Transformers: Vocab size mismatch on EncoderDecoder model from_pretrained

Created on 16 Jul 2020 · 3Comments · Source: huggingface/transformers

🐛 Bug

Information

Model I am using (Bert, XLNet ...): EncoderDecoder with bert-base-multilingual-cased in both

Language I am using the model on (English, Chinese ...): not relevant for the bug

The problem arises when using:

[ ] the official example scripts: (give details below)
[x] my own modified scripts: (give details below)

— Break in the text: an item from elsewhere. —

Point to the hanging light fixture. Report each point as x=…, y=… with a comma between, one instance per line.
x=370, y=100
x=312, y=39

The tasks I am working on is: Not relevant for the bug

To reproduce

Steps to reproduce the behavior:

I am trying to load a training checkpoint using the save_pretrained and from_pretrained API with the EncoderDecoder model. EncoderDecoderModel.from_pretrained fails to load the model when the configuration is loaded from the previously checkpointed model. I believe it's because it is loading a default vocab size (30522) instead of whatever is defined in the saved config (119547) in my case. To repro this run:

from transformers import EncoderDecoderModel, BertTokenizer, BertConfig, EncoderDecoderConfig

# Loading encoder-decoder model and saving it
load_dir = 'bert-base-multilingual-cased'
encoder_config = BertConfig.from_pretrained(load_dir)
decoder_config = BertConfig.from_pretrained(load_dir, is_decoder=True)
print(encoder_config.vocab_size)
print(encoder_config.vocab_size)
tokenizer = BertTokenizer.from_pretrained(load_dir)
model = EncoderDecoderModel.from_encoder_decoder_pretrained(load_dir, load_dir, encoder_config=encoder_config, decoder_config=decoder_config) # initialize Bert2Bert
model.save_pretrained('ok')

# Loading saved model and its configuration
encoder_config = BertConfig.from_pretrained('ok')
decoder_config = BertConfig.from_pretrained('ok')
print(encoder_config.vocab_size)
print(encoder_config.vocab_size)
encoder_decoder_config = EncoderDecoderConfig.from_encoder_decoder_configs(encoder_config, decoder_config)
model2 = EncoderDecoderModel.from_pretrained('ok', config=encoder_decoder_config) # This throws

The exception is the following:

File "/home/ancruzsa/.local/lib/python3.6/site-packages/transformers/modeling_utils.py", line 781, in from_pretrained
    model.__class__.__name__, "\n\t".join(error_msgs)
RuntimeError: Error(s) in loading state_dict for EncoderDecoderModel:
        size mismatch for encoder.embeddings.word_embeddings.weight: copying a param with shape torch.Size([119547, 768]) from checkpoint, the shape in current model is torch.Size([30522, 768]).
        size mismatch for decoder.bert.embeddings.word_embeddings.weight: copying a param with shape torch.Size([119547, 768]) from checkpoint, the shape in current model is torch.Size([30522, 768]).
        size mismatch for decoder.cls.predictions.bias: copying a param with shape torch.Size([119547]) from checkpoint, the shape in current model is torch.Size([30522]).
        size mismatch for decoder.cls.predictions.decoder.weight: copying a param with shape torch.Size([119547, 768]) from checkpoint, the shape in current model is torch.Size([30522, 768]).
        size mismatch for decoder.cls.predictions.decoder.bias: copying a param with shape torch.Size([119547]) from checkpoint, the shape in current model is torch.Size([30522]).

Expected behavior

from_pretrained(path) should load the model without issues and using the provided configuration.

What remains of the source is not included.